02 August 2010
Is There A Noise Continuum?: Part 13 - Musique Concrete
Here is another part from my paper on the Noise Continuum paper which I presented recently in Salford, Manchester...
The tape recorder as a compositional tool became the departure point of the foregrounding of non-musical elements around us: noise as music. With the post-war availability of the tape machine proliferating through Europe and the USA, it was just a matter of time before someone would harness it extensively to create musical pieces of pure electronic provenance and texture from surrounding noises. Pierre Schaeffer and his assistant, Pierre Henry, composed the world’s first tape/electronic work, Symphonie pour un homme seul (Symphony for a Man Alone), which signalled the final realization of the pre-Second World War sensibility and its imagination of bridging the idea of modernity with a new music to the actualisation of a truly modern art in the form of tape composition by the end of the 1940s in France. With this symphony, everyone who mattered in the modern classical world had to try their hands at it: Stockhausen, Cage, Berio, Boulez and the list goes on. Music has finally broken away from the presumptuous imitation of the natural world of sound into an abstract realm: the limit is simply constrained by the imagination and the tediousness of composing using the tape. Other key musique concrete and electronic composers like Luc Ferrari and Bernard Parmegiani who helped cultivate the sustained experimental legacy of the INA GRM produced works of pristinely beautiful but frequently aurally jarring pieces which incorporate sharp shards of electric spikes, dramatic soar and trawl of amplitude and an uncanny knack for inserting processed found sounds into the composition which helped to re-invent music and invent a noise language along the way. Noise as a self conscious musical form was thus born.

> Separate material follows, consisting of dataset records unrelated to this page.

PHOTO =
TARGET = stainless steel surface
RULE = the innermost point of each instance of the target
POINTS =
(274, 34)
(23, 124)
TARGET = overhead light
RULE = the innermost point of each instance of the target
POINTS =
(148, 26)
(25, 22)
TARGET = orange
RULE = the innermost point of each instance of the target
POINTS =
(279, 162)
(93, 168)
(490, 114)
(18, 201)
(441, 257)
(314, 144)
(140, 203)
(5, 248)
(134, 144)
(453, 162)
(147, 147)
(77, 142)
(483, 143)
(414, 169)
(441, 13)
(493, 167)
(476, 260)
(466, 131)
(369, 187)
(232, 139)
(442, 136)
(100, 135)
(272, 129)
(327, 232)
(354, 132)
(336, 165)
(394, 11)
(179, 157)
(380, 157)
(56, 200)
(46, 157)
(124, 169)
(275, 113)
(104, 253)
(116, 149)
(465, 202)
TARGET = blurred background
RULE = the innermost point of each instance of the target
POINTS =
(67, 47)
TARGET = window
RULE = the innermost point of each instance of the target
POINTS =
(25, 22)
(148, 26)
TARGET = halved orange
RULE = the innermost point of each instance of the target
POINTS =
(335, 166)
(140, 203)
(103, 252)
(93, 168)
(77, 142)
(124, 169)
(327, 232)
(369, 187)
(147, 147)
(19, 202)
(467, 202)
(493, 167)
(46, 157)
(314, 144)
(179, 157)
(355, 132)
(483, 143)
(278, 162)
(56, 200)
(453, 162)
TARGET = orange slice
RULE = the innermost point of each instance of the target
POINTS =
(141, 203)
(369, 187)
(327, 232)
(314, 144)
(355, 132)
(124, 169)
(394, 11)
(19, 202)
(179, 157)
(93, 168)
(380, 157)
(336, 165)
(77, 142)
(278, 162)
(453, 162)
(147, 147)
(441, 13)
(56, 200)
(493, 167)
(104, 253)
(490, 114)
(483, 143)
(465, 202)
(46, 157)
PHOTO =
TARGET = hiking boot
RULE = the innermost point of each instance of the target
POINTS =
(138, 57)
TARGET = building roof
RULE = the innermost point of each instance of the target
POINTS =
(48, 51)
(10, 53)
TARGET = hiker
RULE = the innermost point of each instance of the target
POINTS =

The subsequent setting up of centres devoted to the composition of tape-based works and electronic pieces was a sign of the euphoric acceptance of the musical avant-garde of this new mode of creativity. Some applied the principles of serialism (Pierre Boulez), some made use of the inherent asynchronous nature of two simultaneously playing tape machines (Steve Reich) and some, especially the axis around the INA GRM, re-imagined the found sounds surrounding us and molded futuristic and, noisy sound etudes. But it would take the world quite a while to catch on and understand fully what this all meant. Right now only with the coffers of the state and corporate sponsorship could one dream of doing likewise. Noise making like traditional composition was still in the hands of the upper strata of the society. However, the fact that the founding father of musique concrete was more of an engineer than a traditional composer with the relevant conservatory training and its attendant musical baggage was a sign to come by the time Noise became a fully insurrected genre in its own right. Most Noise artists are unable to sight-read and scribble musical staves but rely plainly on their need to create anew and concoct musical forms which defy notes, tones and musical conventions. They hijack the evolving technological forward thrust for their own sonic bliss and jouissance based on their intuition and the art of improvisation.